Lest one think that this is merely history as popular entertainment, Dr. Worsley manages to bring some real historical analysis into these programs, by examining not only the motivations of the people involved, but also by looking more closely at some of the documents or objects associated with them. In her survey of the Hanoverian monarchs for example, she draws our attention to the almost hereditary problem of father-son strife that occurred during the reigns of the first four Kings George, where each father as he ascended the throne managed to alienate his son and heir into setting up his own, rival court. This allowed rival factions in Parliament to politically manipulate king and crown prince into casting their support in one direction or another, with respect to the development of policy.
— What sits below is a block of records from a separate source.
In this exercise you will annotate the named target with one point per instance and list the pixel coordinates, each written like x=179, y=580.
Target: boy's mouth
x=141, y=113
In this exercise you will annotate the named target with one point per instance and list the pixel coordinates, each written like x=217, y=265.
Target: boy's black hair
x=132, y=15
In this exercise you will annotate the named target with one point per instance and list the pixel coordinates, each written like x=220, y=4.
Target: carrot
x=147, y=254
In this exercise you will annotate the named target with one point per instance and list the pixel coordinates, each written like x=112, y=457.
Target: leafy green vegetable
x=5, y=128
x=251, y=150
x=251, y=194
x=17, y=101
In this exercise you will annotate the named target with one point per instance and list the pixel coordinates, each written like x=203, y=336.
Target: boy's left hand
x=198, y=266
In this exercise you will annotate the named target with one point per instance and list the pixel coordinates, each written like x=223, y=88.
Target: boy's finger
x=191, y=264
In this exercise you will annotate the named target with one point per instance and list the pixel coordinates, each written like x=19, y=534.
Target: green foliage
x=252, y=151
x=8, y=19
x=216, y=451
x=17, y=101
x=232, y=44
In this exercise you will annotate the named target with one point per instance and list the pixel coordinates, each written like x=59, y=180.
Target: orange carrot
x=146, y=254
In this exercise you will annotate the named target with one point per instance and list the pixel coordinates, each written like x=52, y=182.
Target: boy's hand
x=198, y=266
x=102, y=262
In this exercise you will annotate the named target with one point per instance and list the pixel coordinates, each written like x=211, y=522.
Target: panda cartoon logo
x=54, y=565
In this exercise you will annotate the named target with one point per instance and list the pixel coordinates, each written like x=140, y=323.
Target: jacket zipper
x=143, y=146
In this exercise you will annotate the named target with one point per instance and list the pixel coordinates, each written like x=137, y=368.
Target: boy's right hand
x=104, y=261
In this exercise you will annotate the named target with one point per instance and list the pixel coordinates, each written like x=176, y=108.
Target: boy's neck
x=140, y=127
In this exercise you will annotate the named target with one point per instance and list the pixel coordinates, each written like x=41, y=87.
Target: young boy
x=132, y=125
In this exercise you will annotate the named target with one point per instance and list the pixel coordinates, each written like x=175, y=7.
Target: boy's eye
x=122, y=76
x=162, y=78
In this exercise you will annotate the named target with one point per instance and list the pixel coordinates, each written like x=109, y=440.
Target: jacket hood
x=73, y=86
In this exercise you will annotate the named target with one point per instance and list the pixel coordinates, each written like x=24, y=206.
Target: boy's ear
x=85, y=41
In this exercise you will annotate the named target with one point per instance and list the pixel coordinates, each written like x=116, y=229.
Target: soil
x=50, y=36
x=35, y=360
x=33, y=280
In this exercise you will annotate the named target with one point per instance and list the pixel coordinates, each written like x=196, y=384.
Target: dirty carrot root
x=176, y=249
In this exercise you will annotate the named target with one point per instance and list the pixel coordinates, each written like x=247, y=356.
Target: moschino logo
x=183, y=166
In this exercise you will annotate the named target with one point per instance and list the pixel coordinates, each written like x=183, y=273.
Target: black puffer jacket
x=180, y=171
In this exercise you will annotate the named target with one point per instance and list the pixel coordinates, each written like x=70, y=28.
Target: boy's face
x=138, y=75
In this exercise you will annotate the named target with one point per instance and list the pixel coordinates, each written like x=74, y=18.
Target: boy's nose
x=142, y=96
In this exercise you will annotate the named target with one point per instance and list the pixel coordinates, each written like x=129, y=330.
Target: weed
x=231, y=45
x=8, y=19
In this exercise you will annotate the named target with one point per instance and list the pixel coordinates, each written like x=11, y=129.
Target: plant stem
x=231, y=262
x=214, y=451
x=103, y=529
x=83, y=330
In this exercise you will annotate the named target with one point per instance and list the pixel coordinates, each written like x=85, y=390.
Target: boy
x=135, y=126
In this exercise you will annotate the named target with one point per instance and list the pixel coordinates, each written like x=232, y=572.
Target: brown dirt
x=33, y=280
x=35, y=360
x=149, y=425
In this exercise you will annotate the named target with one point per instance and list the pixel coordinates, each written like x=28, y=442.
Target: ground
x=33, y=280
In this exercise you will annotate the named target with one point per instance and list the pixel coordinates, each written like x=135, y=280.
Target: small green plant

In tracing the time that the Mozart and his family spent in London when the great composer was just a child prodigy, Dr. Worsley reads to us from letters which Mozart’s father Leopold wrote back to Austria, giving a foreigner’s perspective on the moreys of English society at the time. She also shows us how propaganda, published in the Georgian equivalent of the tabloid press, was used both by Mozart’s detractors, as well as by the Mozart family itself, to affect the boy genius’ career. And because she herself is a competent pianist, Dr. Worsley gets to sit down at the keyboard with musicians and musicologists, in order to look at some of the complex compositions coming from the mind of this wunderkind.

Many of Dr. Worsely’s documentaries are available to stream on YouTube, but her work can also be found through PBS and other sources. I encourage you to take the time to seek her out. You’ll not only learn a great deal, while appreciating her rather impish sense of humor, but you’ll have a great time while doing so.